Scientists around the world are racing to find novel ways to treat, mitigate or prevent infection from the novel coronavirus.
The response has been especially rapid as the virus has spread unchecked across the globe. Still, any treatments are a long way from being proven both effective and safe, and most certainly won’t come in time to address the current pandemic.
According to some of the top infectious disease experts in the world, even on an accelerated timeline, a vaccine is still likely 12-18 months away — and then the challenge will be producing enough to make it readily available.
There is currently no drug therapy or vaccine approved anywhere in the world for COVID-19.
Here are the latest developments in the research.
Old drugs, new tricks
March 26: University of Manitoba researchers begin recruiting participants for a series of trials to test whether the malaria drug hydroxychloroquine can reduce the symptoms and severity of COVID-19 and slow its spread.
The trial, in conjunction with researchers at the University of Minnesota, University of Alberta and McGill University Health Centre, will include participants who have tested positive for COVID-19, or who live with someone who has. Long-term use of hydroxychloroquine is known to cause cardiac and eye toxicity, but Dr. Ryan Zarychanski, an associate professor of internal medicine, said the short five-day trial should be “very safe.”
“The idea is to reduce the severity of symptoms,” said Zarychanski, a critical care doctor, “and also reduce the transmissibility of the virus and reduce community spread, which can help keep our population more healthy and reduce the burden that we’re expecting on the health care system.”
But experts, including Canada’s chief public health officer, warn that hydroxychloroquine can have serious side-effects. They also say there is a danger that hoarding the medication could hurt the many patients who take it for chronic inflammatory diseases like lupus and rheumatoid arthritis.
March 25: New York’s Mount Sinai hospital begins treating critically ill COVID-19 patients via plasmapheresis, a century-old therapy that involves removing antibody-rich plasma from blood and returning it to a patient (the same or another) after either treating it or replacing it. In this case, doctors will transfer antibodies from recovered COVID-19 patients into sick ones in the hopes the antibodies will neutralize the disease.
March 23: Researchers at the Montreal Heart Institute say they are recruiting up to 6,000 Quebecers over the age of 40 who test positive for the novel coronavirus to study whether colchicine, an anti-inflammatory drug used to treat gout, Behçet’s disease and familial Mediterranean fever, is effective in treating respiratory complications of COVID-19, like lung inflammation, before patients need ventilators or die.

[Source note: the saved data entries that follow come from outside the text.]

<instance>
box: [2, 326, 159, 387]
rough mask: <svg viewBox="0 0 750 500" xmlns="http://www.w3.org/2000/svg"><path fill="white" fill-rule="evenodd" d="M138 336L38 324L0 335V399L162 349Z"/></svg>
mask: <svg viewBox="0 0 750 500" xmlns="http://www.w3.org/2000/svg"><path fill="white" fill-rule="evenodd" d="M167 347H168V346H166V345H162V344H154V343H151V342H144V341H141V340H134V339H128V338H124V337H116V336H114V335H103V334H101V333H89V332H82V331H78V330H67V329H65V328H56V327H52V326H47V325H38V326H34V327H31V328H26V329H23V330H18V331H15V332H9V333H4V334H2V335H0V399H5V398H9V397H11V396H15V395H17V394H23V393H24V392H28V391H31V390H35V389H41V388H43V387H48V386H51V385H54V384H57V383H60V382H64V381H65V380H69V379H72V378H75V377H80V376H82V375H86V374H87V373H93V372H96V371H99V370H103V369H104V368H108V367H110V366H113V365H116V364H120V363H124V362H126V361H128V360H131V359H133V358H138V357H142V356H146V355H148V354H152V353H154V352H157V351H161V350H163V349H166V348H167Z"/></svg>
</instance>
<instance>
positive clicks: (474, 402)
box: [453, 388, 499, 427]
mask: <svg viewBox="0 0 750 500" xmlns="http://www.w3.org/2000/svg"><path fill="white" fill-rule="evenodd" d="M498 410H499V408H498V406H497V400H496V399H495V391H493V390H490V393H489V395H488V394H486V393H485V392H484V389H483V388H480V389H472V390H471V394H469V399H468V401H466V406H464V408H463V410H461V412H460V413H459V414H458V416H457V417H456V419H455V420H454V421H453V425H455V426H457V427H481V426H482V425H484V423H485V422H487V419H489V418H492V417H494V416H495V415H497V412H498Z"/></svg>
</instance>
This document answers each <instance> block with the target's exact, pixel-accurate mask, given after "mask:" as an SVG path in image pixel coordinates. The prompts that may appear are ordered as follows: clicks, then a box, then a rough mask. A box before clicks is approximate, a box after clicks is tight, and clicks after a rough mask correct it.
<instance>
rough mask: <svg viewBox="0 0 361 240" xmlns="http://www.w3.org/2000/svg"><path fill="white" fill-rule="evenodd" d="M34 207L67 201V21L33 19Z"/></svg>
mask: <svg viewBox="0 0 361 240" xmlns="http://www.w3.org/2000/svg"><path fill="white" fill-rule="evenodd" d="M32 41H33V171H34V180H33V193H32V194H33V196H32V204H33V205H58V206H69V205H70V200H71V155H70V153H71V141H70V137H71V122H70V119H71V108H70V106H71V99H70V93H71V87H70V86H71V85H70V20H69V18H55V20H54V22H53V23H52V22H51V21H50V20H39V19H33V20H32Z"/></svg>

“It’s inexpensive, it’s widely available and the reason why we think it might very well work is that it’s a powerful anti-inflammatory agent,” Dr. Jean-Claude Tardif, the institute’s research director, said in an interview with CBC Montreal’s Daybreak.
Immunizing the herd
March 23: The Canadian government announces $275 million in funding for a number of Canadian research initiatives into vaccine development and testing. One of them is a Saskatoon lab that for four decades has been working on coronavirus vaccines primarily for animals, including successful vaccines for cattle and pigs.
March 17: China gives the go-ahead for researchers at the country’s Academy of Military Medical Sciences to begin human safety tests of an experimental coronavirus vaccine.
March 16: Scientists at the Kaiser Permanente Washington Research Institute in Seattle begin a first-stage study of a potential COVID-19 vaccine when they administer the first shot to a volunteer patient.